I UNWRAPPED the blood pressure cuff from the man's arm and took the stethoscope out of my ears. "140 over 100," I said. "Has it ever been that high before?"
"It's always like that," said the patient, a polite, 47-year-old professional driver who had come to the outreach center for a hot lunch and health screening and preferred anonymity. "I'm supposed to take medication, but I don't have insurance. And I'm worried I'll lose my job if they find out about my blood pressure."
The nurse I was shadowing that afternoon suggested the man visit a free clinic that could give him blood pressure medications from its collection of samples. It was a far cry from comprehensive health care, but it was all she could do.
I encountered similar stories every day as an intern with the Soros Service Program for Community Health in Baltimore.
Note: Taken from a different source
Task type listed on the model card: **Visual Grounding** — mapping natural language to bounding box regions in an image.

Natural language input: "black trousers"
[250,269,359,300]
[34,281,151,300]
My fellow medical students and I learned from doctors and nurses who work with low-income Baltimore residents, and we interviewed clients at outreach centers and free clinics for the Baltimore Safety Net Access-to-Care Survey, which was released Thursday.
Among the 260 people we surveyed for this annual report card of community health indicators, nearly 80 percent have chronic diseases such as high blood pressure, arthritis and asthma. More than half have chronic psychiatric problems, mostly depression. Yet 54 percent have overdue medical bills, and the cost of care frequently prevents them from getting help. Forty percent of those who lacked health insurance said they stopped taking medications or going to the doctor as a result. With poor health and poor credit, they can do little to improve their lives.
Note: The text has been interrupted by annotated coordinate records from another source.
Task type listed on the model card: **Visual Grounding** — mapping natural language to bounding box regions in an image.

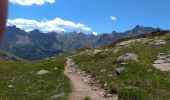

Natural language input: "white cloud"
[92,32,98,35]
[7,18,92,32]
[9,0,55,6]
[110,16,117,20]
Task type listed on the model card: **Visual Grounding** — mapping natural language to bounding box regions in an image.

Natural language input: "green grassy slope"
[73,34,170,100]
[0,57,71,100]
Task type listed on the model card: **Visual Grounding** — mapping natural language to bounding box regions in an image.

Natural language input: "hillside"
[68,31,170,100]
[0,52,71,100]
[0,31,170,100]
[1,26,157,60]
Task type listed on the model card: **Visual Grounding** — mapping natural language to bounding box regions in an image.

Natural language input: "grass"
[0,57,71,100]
[74,35,170,100]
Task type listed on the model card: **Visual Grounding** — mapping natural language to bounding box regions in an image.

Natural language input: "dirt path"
[64,58,116,100]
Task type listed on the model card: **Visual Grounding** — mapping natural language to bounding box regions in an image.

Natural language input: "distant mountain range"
[1,26,160,60]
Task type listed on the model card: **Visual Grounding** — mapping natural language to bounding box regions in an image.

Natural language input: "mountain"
[1,26,119,60]
[1,26,157,60]
[71,28,170,100]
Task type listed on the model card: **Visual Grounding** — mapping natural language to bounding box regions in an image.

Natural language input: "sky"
[7,0,170,34]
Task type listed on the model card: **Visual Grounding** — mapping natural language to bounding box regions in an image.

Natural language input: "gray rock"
[116,67,125,74]
[117,53,138,62]
[107,94,112,97]
[147,69,153,73]
[155,40,166,45]
[51,93,64,99]
[8,84,15,88]
[154,60,164,64]
[165,58,170,63]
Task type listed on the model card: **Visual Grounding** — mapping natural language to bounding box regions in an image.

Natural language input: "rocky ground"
[64,58,117,100]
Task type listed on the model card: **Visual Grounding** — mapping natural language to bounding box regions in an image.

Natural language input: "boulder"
[165,58,170,63]
[37,70,48,75]
[154,60,164,64]
[117,53,138,62]
[93,50,102,54]
[155,40,166,45]
[115,67,125,74]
But the statistics tell only part of the story. Because I was training to be a doctor, the people I met allowed me a view into the most private details of their lives. I began to see them as neighbors.
At Paul's Place, an outreach center in Pigtown, I helped clients find items in the clothing bank, played with children, served juice and mopped floors. I shared a picnic on Federal Hill with the center's women's group. We unfurled a blanket on the grass and snapped pictures of ourselves smiling in the sun. Another day, I talked with a man about his drug addiction, the abandoned houses where he sleeps and the disrespect he senses from doctors and nurses in emergency rooms. As I stood up, I shook his hand. He smiled broadly, as if nobody had shaken his hand in years.
The stories I heard made me think about the state of the profession I am entering, especially when I heard a Johns Hopkins physician say the only way uninsured patients can see her is if they are hospitalized through the emergency room. If they call for an appointment, they are turned away.
This was news to me. I had changed my plans for a career in journalism and applied to medical school because I wanted to help others directly. I had not realized that if I work at an academic medical center, many people will be excluded from seeing me because they are poor.
At Health Care for the Homeless downtown, I saw a patient who had lacked dental care for so long that two of his teeth had rotted. The doctor peered inside his mouth and without a hint of surprise told him about a dental clinic where he could get them pulled for $5 each.
At Chase Brexton, a Mount Vernon clinic, a woman had massive fibroids, benign growths that had caused her to have daily menstrual bleeding. As a result, she was severely anemic, exhausted and weak. But she lacked insurance and could not afford surgery to remove the tumors. A case manager had helped her apply for benefits, but they were denied.
"Almost everyone is rejected the first time," the doctor told me. "Welcome to our wonderful health care system."
I will always carry with me the stories of the people I met this summer, and I plan to make community medicine a large part of my practice largely because of them. But that is not enough.
I hope policy-makers, who have the power and responsibility to change the system, are listening to their neighbors and learning from their stories, too. Because no one should have to scrape together $5 to get a tooth pulled because he cannot get dental care or stop taking his blood pressure medication because he can't afford it.
Ariel R. Frank Green will be a second-year medical student at the Johns Hopkins School of Medicine this fall.